Lee was the glue to the Warriors and as good as any point guard in the country. At the Olympic Games he poured in 35 as Puerto Rico nearly staged a monumental upset, losing to the U.S., 95-94. He was also an example of McGuire's uncanny knack of bringing high profile, inner city talent to the small, Jesuit college in Milwaukee.

"Al recruited Butch Lee's mom," Byrne said. "He told her he would take care of him and he did. Whenever he'd recruit in the city (New York) or a tough neighborhood, he'd put a $20 bill in his sock. That way if someone came up to him asking for money he'd say, 'All I have is 20 bucks and it's in my sock.'

"Al used to say he didn't want a kid with green grass on his front lawn. He wanted a kid with cracks in the sidewalk."

Butch Lee was that kid. He grew up in Puerto Rico but was raised in the Bronx and possessed a street toughness and basketball I.Q. that reminded McGuire of. . . McGuire, who literally grew up in his father's bar in Rockaway New York. 

"He was a bouncer there," Byrne said, "and he used to say if you were about to get into a fight and the guy takes his watch off, call the cops because he's been in a fight before."

McGuire went to St. John's Prep in Queens and then to St. John's University, where he was one of the best players in the country under another famous McGuire named Frank (no kin). He eventually took the job at Marquette in 1964 and quickly used his inner city roots and savvy to upgrade the Warriors' talent pool.

"He recruited quickness, guys who could play defense," Byrne said. "Al only ran about five plays but his teams were as disciplined as any team in the country."

In 1966 McGuire recruited George Thompson from Brooklyn. Then it was Maurice Lucas from Pittsburgh, Lloyd Walton of Chicago, Earl Tatum from Mt. Vernon and in 1974 Bo Ellis and Butch Lee. Lucas led the Warriors to the 1974 final against David Thompson and N.C. State, a game the Wolfpack won 76-64. Ellis and Lee led the Warriors back to the title game three years later as seniors.  This time the result was different. 

Lee scored 19 points and was named the Final Four outstanding player though it was a subtle McGuire defensive move that slowed down Ford and Carolina's Four Corner offense. He had Bo Ellis play a one-man zone in the lane, forcing Ford to dish it off every time he tried to drive. Eventually, an Ellis blocked shot on Bruce Buckley led to a Marquette basket that turned the game around and helped the Warriors win.

***

The 30th anniversary of Marquette's national title was held earlier this month in Milwaukee. Byrne was there. So were Ellis, Lee, Rosenberger and many of the Marquette players. McGuire was not. He died of leukemia on Jan. 26, 2001, just two days before Modell's Ravens won Super Bowl XXXV in Tampa. Byrne couldn't go to the funeral because of the Super Bowl but he did visit McGuire at his hospice room in Milwaukee earlier in the season. 

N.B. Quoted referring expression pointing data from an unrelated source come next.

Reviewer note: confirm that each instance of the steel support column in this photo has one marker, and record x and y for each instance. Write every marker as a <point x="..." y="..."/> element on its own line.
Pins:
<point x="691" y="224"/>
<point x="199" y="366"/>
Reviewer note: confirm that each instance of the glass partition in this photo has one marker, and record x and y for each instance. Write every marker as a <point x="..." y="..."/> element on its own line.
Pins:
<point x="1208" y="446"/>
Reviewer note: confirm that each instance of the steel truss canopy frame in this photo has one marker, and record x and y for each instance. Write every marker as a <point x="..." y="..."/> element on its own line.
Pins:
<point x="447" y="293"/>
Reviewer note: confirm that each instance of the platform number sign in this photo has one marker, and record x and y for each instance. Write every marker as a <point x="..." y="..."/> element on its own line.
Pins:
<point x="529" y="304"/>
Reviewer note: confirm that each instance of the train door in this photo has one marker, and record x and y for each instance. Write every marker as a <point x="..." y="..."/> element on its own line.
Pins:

"It was the first time I ever took a day off during the season," Byrne said, "and I'm glad I did. Al taught me a lot. I learned to enjoy the moment. When we went to the Super Bowl, I made sure I looked around and saw what was happening. I made sure my wife and four kids were a part of it. I told our staff to make sure to savor it because you don't know if you'll ever get back."

McGuire made it back to a few more national championship games as a broadcaster for NBC, but never as a coach. When the final horn sounded on March 28, 1977, in Atlanta, McGuire was fighting back a stream of tears that led him to leave the court suddenly and bolt to Marquette's locker room. Byrne was in hot pursuit.

"I told him he had to go back out," Byrne said, "but he said no. He said it was Hank's team now, he was done."

Eventually McGuire did rejoin the celebration, although before he did he said something Byrne has never forgotten: 

"It isn't often a kid from the street touches the silk lace."

The Master had seen the big picture again.